Deafness and developmental dyslexia in the same individual may jointly limit the acquisition of reading skills for different underlying reasons. A diagnostic marker for dyslexia in deaf individuals must therefore detect the presence of a neurobiologically based dyslexia but be insensitive to the ordinary developmental influences of deafness on reading skill development. We propose that the functional status of the magnocellular visual system in deaf individuals is potentially such a marker. We present visual evoked potential (VEP) evidence that adult deaf poor readers as a group display magnocellular system deficits not observed in deaf good readers. We recorded pattern-reversal VEPs to high- and low-contrast checkerboard stimuli, which primarily activate the parvocellular and magnocellular pathways, respectively. Principal components analysis of these VEPs produced a time-ordered sequence of three early components that displayed interactions between reading skill and stimulus contrast across multiple scalp recording sites. Deaf poor readers displayed an abnormal absence of contrast-sensitive VEP responses at occipital sites during early visual processing (75 ms poststimulus), whereas deaf good readers showed the expected early contrast-sensitive occipital VEP responses.

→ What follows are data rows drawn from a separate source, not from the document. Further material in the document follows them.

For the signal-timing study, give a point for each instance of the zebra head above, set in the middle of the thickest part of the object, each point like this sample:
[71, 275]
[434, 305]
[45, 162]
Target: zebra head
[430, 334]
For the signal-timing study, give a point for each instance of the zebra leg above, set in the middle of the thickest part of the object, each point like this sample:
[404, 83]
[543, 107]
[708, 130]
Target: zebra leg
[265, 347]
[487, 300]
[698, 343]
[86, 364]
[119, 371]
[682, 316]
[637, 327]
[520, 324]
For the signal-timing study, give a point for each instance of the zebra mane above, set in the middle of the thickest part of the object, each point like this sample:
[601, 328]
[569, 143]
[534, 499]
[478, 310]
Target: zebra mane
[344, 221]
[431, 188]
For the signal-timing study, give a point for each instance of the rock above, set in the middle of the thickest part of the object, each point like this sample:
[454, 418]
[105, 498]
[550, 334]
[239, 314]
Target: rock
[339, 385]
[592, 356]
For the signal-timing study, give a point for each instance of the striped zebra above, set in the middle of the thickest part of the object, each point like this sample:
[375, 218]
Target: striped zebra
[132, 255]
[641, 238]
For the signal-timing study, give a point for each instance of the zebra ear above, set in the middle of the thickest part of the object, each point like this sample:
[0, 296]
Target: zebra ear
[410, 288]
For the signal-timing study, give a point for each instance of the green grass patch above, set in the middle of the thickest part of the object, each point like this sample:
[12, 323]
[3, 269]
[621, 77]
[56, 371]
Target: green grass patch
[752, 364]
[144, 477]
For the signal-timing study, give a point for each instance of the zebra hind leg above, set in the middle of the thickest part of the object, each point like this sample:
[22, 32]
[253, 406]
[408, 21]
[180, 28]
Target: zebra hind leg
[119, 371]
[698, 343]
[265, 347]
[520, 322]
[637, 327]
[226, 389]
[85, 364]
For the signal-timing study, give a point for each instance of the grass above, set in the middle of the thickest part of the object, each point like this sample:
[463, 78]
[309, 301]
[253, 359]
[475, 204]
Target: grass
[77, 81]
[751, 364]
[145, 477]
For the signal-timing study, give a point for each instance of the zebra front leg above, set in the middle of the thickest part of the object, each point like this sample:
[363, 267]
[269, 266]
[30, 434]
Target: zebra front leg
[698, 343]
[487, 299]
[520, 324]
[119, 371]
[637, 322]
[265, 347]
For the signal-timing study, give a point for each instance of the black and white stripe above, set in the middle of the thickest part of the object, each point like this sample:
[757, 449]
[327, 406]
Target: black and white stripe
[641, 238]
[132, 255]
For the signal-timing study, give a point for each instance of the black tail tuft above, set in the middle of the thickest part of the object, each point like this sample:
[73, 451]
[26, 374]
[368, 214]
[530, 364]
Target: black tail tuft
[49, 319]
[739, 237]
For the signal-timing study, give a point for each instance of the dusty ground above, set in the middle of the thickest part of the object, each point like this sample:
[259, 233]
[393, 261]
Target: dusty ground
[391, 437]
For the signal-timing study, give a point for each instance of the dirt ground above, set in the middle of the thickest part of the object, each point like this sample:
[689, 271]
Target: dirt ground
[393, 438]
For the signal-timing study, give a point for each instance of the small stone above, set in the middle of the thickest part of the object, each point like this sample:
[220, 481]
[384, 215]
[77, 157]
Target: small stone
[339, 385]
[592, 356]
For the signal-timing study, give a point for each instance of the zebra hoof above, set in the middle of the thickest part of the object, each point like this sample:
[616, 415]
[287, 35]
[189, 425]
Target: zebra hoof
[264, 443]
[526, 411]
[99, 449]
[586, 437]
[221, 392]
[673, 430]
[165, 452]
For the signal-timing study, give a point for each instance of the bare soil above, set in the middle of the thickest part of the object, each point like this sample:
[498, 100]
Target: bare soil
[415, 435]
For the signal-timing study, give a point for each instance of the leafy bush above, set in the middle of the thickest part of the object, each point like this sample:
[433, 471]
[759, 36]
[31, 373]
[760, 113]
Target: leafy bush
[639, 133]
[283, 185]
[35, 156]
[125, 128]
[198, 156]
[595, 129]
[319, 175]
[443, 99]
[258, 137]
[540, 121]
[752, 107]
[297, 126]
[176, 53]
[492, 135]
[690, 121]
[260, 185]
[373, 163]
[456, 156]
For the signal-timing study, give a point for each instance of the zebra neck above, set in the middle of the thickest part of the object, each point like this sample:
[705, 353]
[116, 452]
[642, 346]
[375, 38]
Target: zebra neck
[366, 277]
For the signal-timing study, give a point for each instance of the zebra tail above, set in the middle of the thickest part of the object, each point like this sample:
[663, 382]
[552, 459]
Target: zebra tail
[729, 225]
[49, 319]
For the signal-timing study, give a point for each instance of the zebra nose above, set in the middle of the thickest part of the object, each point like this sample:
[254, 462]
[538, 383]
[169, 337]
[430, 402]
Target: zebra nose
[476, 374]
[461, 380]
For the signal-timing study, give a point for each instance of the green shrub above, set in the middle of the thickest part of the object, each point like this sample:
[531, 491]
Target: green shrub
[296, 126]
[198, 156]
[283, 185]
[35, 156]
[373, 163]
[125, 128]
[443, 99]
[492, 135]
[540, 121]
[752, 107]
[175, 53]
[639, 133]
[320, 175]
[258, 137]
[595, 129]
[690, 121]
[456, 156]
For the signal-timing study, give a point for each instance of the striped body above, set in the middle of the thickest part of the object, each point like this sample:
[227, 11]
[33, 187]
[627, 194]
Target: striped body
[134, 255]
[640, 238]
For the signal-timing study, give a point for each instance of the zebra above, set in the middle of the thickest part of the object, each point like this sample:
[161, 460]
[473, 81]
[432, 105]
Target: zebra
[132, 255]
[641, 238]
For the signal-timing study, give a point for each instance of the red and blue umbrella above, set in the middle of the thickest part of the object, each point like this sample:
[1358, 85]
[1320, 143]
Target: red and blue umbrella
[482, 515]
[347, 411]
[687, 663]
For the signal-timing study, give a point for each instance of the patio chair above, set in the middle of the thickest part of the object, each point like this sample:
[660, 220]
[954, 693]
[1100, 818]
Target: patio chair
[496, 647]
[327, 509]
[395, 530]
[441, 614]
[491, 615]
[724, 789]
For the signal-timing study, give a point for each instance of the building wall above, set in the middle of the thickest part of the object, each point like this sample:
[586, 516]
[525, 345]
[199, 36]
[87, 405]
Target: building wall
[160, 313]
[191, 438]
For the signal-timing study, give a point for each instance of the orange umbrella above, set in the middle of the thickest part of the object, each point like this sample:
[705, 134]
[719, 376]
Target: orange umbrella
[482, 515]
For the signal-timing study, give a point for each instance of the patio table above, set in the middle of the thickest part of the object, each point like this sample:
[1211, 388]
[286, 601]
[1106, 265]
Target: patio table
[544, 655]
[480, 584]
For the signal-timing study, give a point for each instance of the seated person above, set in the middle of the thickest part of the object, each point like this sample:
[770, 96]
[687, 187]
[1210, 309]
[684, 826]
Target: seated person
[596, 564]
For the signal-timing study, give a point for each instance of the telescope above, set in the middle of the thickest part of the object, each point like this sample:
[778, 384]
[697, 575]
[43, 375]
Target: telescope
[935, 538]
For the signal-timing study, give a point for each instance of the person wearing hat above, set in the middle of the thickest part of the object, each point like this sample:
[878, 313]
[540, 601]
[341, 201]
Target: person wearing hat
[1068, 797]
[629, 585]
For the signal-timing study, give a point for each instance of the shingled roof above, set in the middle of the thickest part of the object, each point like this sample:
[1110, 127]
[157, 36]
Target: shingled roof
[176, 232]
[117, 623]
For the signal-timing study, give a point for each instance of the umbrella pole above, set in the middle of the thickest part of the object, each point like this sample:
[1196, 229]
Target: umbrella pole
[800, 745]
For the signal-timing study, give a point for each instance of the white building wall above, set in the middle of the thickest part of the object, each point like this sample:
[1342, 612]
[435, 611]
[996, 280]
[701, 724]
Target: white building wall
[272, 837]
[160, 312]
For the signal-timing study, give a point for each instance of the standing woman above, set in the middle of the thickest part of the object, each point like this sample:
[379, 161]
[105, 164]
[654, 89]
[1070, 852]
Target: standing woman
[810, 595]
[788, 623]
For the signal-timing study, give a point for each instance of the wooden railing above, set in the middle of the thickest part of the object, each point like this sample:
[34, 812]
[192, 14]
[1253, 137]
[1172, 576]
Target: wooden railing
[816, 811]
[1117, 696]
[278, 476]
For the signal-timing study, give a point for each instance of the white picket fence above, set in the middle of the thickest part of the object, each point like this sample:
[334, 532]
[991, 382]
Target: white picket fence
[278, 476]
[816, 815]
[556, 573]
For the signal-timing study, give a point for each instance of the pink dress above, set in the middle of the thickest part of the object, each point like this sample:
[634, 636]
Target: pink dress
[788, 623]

Over the subsequent 225 ms, the occipital VEP behavior of deaf poor readers closely approximated that of deaf good readers. The VEPs of deaf poor readers were apparently characterized by delayed responses to low-contrast stimuli compared with deaf good readers. Our results provide the first neurobiological evidence that developmental dyslexia exists within the deaf population and is associated with the same underlying magnocellular system deficit that has been observed in hearing dyslexics. Direct neural imaging of the status of the magnocellular visual system in deaf individuals may eventually provide differential diagnosis of developmental dyslexia in the deaf population.